Market Structure
The market-structure case for Ollo starts with scale and structural friction in FX, not with tokenization for its own sake.
Core Thesis
Ollo's research starts from three linked observations:
- FX is one of the world's largest markets, but access and settlement still remain relationship-heavy and operationally fragmented.
- Stablecoins create a new settlement substrate while also introducing basis risk across issuers and rails.
- Onchain infrastructure can improve execution legibility, settlement coordination, and risk transfer before it replaces every legacy market layer.
FX Scale
Current Ollo research cites roughly $9.6 trillion in daily OTC FX turnover. Even at that scale, access remains relationship-heavy and operationally fragmented.
Where Friction Comes From
Key frictions include:
- Bilateral credit gating
- Prefunded capital
- Opaque execution practices
- Fragmented post-trade settlement
Published source material makes the prefunding problem concrete. SWIFT reported that 34% of the cost of an international payment is related to Nostro trapped liquidity, while Circle's StableFX Litepaper cites estimates that roughly $27 trillion sits idle in nostro/vostro accounts globally to support prefunding of FX transactions. For a worked-through version of how those costs can flow into spreads and financing terms, see Concepts: Why Onchain FX.
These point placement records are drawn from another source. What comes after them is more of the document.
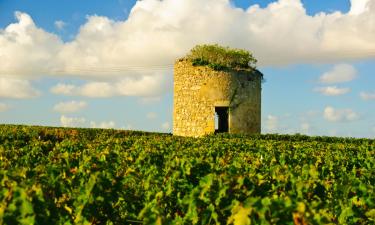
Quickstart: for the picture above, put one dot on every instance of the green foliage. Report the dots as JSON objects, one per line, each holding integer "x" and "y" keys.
{"x": 92, "y": 176}
{"x": 221, "y": 58}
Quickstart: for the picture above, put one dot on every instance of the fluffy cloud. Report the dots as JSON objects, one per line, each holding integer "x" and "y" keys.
{"x": 69, "y": 107}
{"x": 127, "y": 57}
{"x": 157, "y": 32}
{"x": 367, "y": 95}
{"x": 72, "y": 121}
{"x": 59, "y": 24}
{"x": 103, "y": 125}
{"x": 16, "y": 88}
{"x": 151, "y": 115}
{"x": 339, "y": 74}
{"x": 339, "y": 115}
{"x": 3, "y": 107}
{"x": 26, "y": 50}
{"x": 332, "y": 90}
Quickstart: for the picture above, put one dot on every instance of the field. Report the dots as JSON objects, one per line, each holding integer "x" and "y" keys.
{"x": 92, "y": 176}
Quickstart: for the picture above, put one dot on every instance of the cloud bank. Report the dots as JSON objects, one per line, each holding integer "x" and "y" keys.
{"x": 69, "y": 107}
{"x": 157, "y": 32}
{"x": 339, "y": 115}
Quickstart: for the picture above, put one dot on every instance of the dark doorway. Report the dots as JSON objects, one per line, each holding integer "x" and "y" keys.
{"x": 222, "y": 114}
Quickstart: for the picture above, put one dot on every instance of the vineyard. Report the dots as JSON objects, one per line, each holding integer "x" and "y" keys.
{"x": 92, "y": 176}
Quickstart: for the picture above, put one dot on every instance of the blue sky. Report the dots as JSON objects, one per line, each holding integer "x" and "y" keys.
{"x": 318, "y": 83}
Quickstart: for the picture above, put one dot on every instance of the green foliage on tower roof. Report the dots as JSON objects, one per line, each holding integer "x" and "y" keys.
{"x": 221, "y": 58}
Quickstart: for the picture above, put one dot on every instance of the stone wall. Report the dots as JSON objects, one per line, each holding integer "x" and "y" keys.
{"x": 199, "y": 89}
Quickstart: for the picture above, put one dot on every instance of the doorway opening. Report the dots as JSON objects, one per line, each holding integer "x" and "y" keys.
{"x": 221, "y": 119}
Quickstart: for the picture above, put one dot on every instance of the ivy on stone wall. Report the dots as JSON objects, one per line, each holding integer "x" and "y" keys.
{"x": 221, "y": 58}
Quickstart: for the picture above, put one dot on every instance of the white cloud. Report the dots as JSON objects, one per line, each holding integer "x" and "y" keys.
{"x": 340, "y": 73}
{"x": 59, "y": 24}
{"x": 70, "y": 107}
{"x": 150, "y": 100}
{"x": 3, "y": 107}
{"x": 272, "y": 124}
{"x": 367, "y": 95}
{"x": 127, "y": 55}
{"x": 151, "y": 115}
{"x": 72, "y": 121}
{"x": 103, "y": 125}
{"x": 339, "y": 115}
{"x": 16, "y": 88}
{"x": 359, "y": 6}
{"x": 332, "y": 90}
{"x": 150, "y": 37}
{"x": 63, "y": 89}
{"x": 26, "y": 50}
{"x": 166, "y": 126}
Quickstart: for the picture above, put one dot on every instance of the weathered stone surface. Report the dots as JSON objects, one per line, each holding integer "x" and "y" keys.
{"x": 199, "y": 89}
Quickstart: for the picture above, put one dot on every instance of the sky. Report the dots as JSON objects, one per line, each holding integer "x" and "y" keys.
{"x": 109, "y": 64}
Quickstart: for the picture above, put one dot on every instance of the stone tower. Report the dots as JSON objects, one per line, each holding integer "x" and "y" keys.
{"x": 208, "y": 101}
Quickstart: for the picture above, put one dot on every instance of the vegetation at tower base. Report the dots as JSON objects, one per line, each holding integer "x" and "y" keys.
{"x": 92, "y": 176}
{"x": 221, "y": 58}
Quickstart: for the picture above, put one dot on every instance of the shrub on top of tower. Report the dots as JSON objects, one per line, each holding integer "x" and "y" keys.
{"x": 221, "y": 58}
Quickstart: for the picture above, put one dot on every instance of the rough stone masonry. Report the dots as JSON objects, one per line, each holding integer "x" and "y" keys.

Stablecoins Change The Context
Stablecoins provide a new settlement substrate, but they also create issuer-by-issuer basis risk. That makes stablecoin fragmentation part of the FX problem, not a separate topic.
Which Layers Onchain Can Improve First
The strongest case in current Ollo research is for improving:
- Settlement coordination
- Execution legibility
- Risk transfer
It is less realistic to assume that protocol design alone will immediately replace credit relationships, licenses, or every distribution layer in legacy FX.